We have also seen English proficiency requirements supersede equivalency programs for foreign trained nurses in B.C. Prior to January 1st of this year, English language preparation was integrated into the Certificate in Graduate Nurse with English as an Additional Language Program offered by Kwantlen University College. However, because of a policy change by the College of Registered Nurses of BC, applicants for this program must now demonstrate English language fluency at the time of submitting their application for registration. This policy change essentially imposes a barrier that unnecessarily delay the otherwise well qualified care givers from providing their services to alleviate a labour shortage that is galloping towards a critical level with the aging of our population. As an example, the Fraser Health Region alone is predicting a shortage of well over a thousand nurses by the year 2012.

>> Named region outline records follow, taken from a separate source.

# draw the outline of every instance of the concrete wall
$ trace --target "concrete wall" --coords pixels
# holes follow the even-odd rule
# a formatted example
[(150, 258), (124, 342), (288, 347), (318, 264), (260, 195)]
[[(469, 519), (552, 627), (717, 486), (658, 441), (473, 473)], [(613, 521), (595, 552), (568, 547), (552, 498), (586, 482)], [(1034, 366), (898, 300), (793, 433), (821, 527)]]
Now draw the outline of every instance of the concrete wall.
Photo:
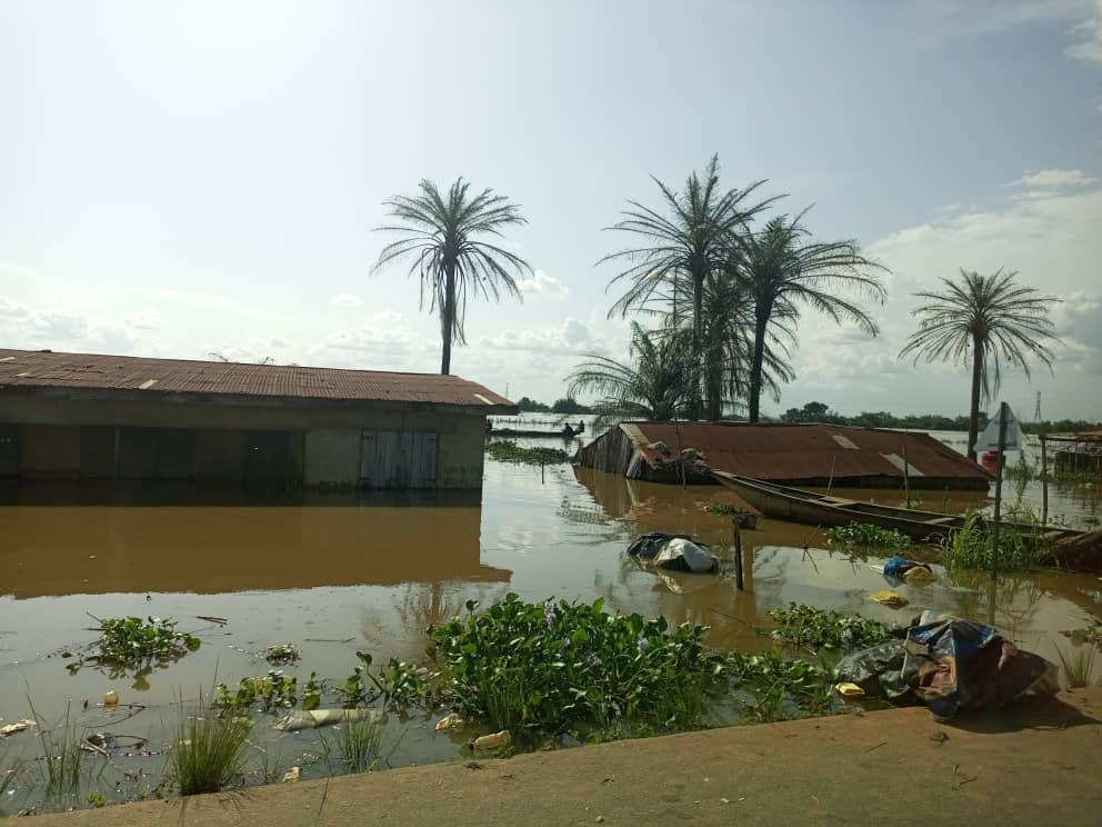
[(22, 476), (110, 476), (104, 467), (108, 446), (114, 458), (118, 426), (123, 478), (187, 478), (190, 468), (197, 481), (240, 482), (248, 431), (281, 430), (289, 432), (289, 482), (355, 485), (363, 430), (413, 430), (439, 435), (439, 488), (482, 486), (485, 415), (477, 410), (6, 391), (0, 422), (26, 424)]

In an attempt to offer a practical solution to the skilled labour shortage problem, S.U.C.C.E.S.S. and Spectra Energy, with financial support from the Ministry of Energy, Mines and Petroleum Resources, collaborated to launch the Immigrant Engineering Orientation Program (IEOP) in March of this year. IEOP, a program developed with the help of an Advisory committee that was made up of representatives from government, industry as well as the Association of Professional Engineers and Geoscientists of BC, is a first of its kind in BC. The program supports professional immigrant engineers in overcoming foreign credential recognition barriers and provides them with the opportunity to directly continue with their professional careers here in Canada.
The program includes 10 weeks of workplace culture and language preparation training developed and delivered by S.U.C.C.E.S.S. This is followed by 6 weeks of Canadian engineering work experience at Spectra Energy facilities in Northeastern B.C. Employment opportunities in the energy sector will follow the field practicum. While only 12 positions were available, close to 170 people applied.
Many groups, such as the Business Council of British Columbia, have suggested that an increased reliance on temporary foreign workers is an important means to help mitigate future labour shortages. According to the Business Council, Canada’s immigration rules should be overhauled to make it easier for temporary foreign workers with Canadian job experience and skills to become landed immigrants once they have spent time in the country.
But even getting temporary foreign workers into this country is not an easy task. The problem can be best illustrated by a recent situation where well qualified construction workers were denied temporary working visas by the federal bureaucracy in Shanghai. A B.C. company went there to recruit after failing to find suitable local workers. After interviewing 200 applicants, the company made job offers to 50 workers who were considered to have extraordinary qualifications. To the company’s great dismay and consternation, every one of the worker’s application for temporary work visa was declined by our bureaucrats based on groundless and outdated concerns that the individuals would want to stay in Canada permanently.
To meet the current and future growing skills shortage challenges, more of our federal and provincial bureaucracies as well as credentialing bodies in Canada need to change their mindsets when it comes to the way they apply immigration, labour and credential recognition policies. More of them need to think of themselves not just as gatekeepers. They need to think of themselves also as facilitators and enablers that have a duty to lend a hand to new comers and temporary foreign workers to make it possible for these new and potentially new Canadians to contribute to our communities to the best of their qualifications and abilities.